Anyhoo, I got off the phone with my mom not all that long ago, and she had me almost in tears laughing at the advice she was dispensing.
Me: "Mom, I don't know if it's a smart thing to do me talking to him. You know, the daughter thing and all..."
Mom: "Ok, and how many good, decent, non-crazy men have you met in the last year?"
Me: "..."
Mom: "Alright then, soooo what's the problem? He fits the bill and has no drama with his daughter's mother. Why are you trying to act like you don't wanna make that move with him? You've been looking forever for someone who has all his qualifications"
Me: "I dunno"
Mom: "Child. Take a chance"
Me: "Hmmm. But what about *Linebacker*? He's pretty cool."
Mom: "Is *Linebacker's* dick made of platinum and encrusted with diamonds?"
Me: "What the?? Mom!!"
Mom: "You heard me!"
Me: "No."
Mom: "Alright then, unless *Linebacker*'s dick is made of something you can pawn for money or he shits $100 bills, you need to leave his ass alone. And his friend that you told me was trying to get with you sounds like he's not worth the paper his birth certificate is printed on. Give this new one a chance"
Me: "Daaamn mama, you didn't have to talk about him like that. But I get your point"

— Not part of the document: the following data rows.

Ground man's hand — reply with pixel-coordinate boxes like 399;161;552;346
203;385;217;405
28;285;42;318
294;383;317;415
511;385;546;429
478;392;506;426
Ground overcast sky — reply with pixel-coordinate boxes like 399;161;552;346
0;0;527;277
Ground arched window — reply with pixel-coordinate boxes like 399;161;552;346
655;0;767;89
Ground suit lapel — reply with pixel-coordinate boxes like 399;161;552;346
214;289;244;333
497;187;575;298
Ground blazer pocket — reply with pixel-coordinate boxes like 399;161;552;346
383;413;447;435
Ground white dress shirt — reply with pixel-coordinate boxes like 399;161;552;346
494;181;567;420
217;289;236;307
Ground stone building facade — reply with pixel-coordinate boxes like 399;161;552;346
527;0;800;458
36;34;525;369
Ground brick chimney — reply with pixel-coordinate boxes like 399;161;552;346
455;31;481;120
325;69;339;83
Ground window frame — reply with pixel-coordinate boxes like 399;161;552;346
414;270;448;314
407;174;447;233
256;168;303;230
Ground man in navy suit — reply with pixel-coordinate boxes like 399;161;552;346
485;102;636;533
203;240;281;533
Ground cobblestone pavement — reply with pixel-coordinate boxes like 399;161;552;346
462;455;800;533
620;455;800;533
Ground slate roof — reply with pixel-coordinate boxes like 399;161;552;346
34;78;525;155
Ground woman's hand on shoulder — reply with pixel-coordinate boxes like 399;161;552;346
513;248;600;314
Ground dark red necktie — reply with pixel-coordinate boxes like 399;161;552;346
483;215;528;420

Mom: "And you need to tell that window licker boy who tried to steal your eggs that the only eggs he needs to be concerned with are the ones on his plate. Matter of fact, he shouldn't be allowed within 100 feet of a hen-house because he might try and rob them blind and sell the eggs on the restaurant black market. If he acts a fool, then you have my permission to whoop his ass with your egg-colored baseball bat. I'll bail you out if you get arrested for that baby. I'm done. I'm about to go smoke a cigarette"
Me: "Wow. Ok, talk to you later"
My mom is the type of lady you can talk to about anything and everything. Damn near anything might come out of her mouth when she's joking around, but don't get it twisted, she's a class act and is the definition of real woman.
9 Comments:
Lol. First time coming through, but that was hilarious. Oh and I agree with your mom.
My mom is somethin else, I swear. Welcome! *hands you a "welcome" cupcake and a copy of the first two seasons of "Soul Train"*
That is funny...glad you have that relationship.
Mom: "Is *Linebacker's* dick made of platinum and encrusted with diamonds?"
LOL! Mom killed me!!!
I wish my mom was chill like that. She acts like she can't even talk about sex AROUND me and I'm almost 30 years old?? WTF is that?
You are lucky to have that relationship with her.
HAVE A GOOD WEEKEND!!1
: )
I see your mother and my mother are kindred spirit...where do you think I get most of MY quotes from?
Is the platinum dick an "old school" term or something because my mother keeps saying it!!
My moms is my best friend. if you cant get down and dirty with ya moms who else can you turn to?
@golden silence: It's been a rough road to get to where we are, but I really am thankful
@Tittay: My mom is so open about sex it's ridiculous. She taught most of my friends how to use condoms cuz their parents couldn't be bothered.
@Tenacious: I was wondering if that was an old school term, cuz I've heard another woman her age say it too. My moms is my best friend too, girl. I don't know what I'd do without that lady sometimes.
Hey T. Your mother is a real
character. I guess you and I
have that in common.
(I had my blog on private by
accident)
your mother sounds like she is great fun to be around. from the conversation you guys had, honesty and closeness is refreshing. that is cool!
Your mother seems so cool. I can't belive what she said about the linebacker's dick thought. As some people age they just say whatever comes to mind.